I have actually tried to make the function which goes into the Log, I mean Log(1+1/func) like:

constant*x^2 + constant*x + constant

and as it is indicated “func” is concave

Log(1+1/x) is convex

so we can say that the final function is Convex but CVX doesn’t work!

I don’t know whether this is a special case of your function. But consider

`log(1+1/(x^2+x+1))`

.

The 2nd derivative evaluated at x = 0.1 is negative, and at x= 0.2 is positive. So that function is neither convex nor concave for 0 <= x <= 1.

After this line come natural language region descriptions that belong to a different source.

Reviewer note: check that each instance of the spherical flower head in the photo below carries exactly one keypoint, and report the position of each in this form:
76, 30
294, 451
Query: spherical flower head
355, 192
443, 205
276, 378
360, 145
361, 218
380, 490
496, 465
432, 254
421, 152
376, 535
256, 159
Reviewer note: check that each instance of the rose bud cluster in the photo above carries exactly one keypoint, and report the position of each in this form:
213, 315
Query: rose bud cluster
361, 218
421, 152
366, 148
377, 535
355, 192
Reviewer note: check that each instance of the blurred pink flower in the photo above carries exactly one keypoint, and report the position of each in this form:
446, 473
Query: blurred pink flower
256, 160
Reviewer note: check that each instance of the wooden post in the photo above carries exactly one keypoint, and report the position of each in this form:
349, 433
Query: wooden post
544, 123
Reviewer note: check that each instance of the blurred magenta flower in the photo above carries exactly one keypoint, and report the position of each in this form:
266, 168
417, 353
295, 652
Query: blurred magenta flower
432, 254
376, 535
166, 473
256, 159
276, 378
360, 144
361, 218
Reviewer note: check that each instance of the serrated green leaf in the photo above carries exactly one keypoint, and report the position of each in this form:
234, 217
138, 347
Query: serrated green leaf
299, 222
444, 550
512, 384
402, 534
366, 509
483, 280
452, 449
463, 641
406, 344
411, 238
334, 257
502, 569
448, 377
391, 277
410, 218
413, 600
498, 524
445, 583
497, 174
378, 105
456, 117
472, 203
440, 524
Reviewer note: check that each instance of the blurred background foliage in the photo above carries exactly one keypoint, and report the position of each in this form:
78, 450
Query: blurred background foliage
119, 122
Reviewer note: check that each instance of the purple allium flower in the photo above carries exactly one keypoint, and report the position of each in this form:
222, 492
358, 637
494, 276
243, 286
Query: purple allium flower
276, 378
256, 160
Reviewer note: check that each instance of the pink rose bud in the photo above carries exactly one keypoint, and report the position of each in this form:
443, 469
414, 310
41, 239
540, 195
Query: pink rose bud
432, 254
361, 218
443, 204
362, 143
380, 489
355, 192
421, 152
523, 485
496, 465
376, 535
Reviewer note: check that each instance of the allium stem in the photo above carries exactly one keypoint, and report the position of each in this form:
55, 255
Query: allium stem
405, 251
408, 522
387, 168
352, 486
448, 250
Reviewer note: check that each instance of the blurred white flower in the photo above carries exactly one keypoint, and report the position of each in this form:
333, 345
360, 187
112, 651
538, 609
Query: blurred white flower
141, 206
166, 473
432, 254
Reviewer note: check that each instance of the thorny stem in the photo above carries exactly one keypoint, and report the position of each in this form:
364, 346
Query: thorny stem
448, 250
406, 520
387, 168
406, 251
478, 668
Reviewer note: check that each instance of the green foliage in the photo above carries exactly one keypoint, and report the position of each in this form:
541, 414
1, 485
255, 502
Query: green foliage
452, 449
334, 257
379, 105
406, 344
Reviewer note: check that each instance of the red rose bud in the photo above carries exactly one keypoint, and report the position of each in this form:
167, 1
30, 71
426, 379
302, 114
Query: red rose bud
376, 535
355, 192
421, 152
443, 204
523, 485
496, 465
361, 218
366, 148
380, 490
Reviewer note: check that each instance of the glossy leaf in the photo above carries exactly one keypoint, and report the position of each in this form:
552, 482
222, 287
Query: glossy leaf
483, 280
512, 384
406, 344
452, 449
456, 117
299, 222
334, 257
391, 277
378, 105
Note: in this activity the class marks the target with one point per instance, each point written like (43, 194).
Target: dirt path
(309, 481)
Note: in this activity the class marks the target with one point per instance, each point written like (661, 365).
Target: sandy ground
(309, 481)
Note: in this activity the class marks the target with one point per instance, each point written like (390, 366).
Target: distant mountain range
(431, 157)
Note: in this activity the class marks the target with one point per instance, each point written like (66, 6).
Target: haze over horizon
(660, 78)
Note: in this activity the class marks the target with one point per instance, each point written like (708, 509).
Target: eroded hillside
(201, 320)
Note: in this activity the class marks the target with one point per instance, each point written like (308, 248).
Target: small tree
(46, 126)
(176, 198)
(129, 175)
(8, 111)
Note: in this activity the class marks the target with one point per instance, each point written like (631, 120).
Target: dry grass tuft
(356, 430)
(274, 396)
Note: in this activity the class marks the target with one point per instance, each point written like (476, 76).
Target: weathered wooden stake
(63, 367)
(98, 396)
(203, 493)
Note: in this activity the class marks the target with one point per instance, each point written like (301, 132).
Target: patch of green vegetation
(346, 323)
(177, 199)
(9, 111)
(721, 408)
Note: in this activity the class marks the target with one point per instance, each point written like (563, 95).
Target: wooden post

Also, even if the function is convex, the fact that CVX rejects a program which violates its rules does not mean “CVX doesn’t work”, at least as some people would interpret it. CVX can’t handle all convex optimization problems, even aided by the best conic reformulators.

Thank you very much for your answer.

I would be grateful if you could help me with the way I should simulate my problem.

I have not reached a solution yet.

I think you would have to use a non-convex solver, for instance under YALMIP.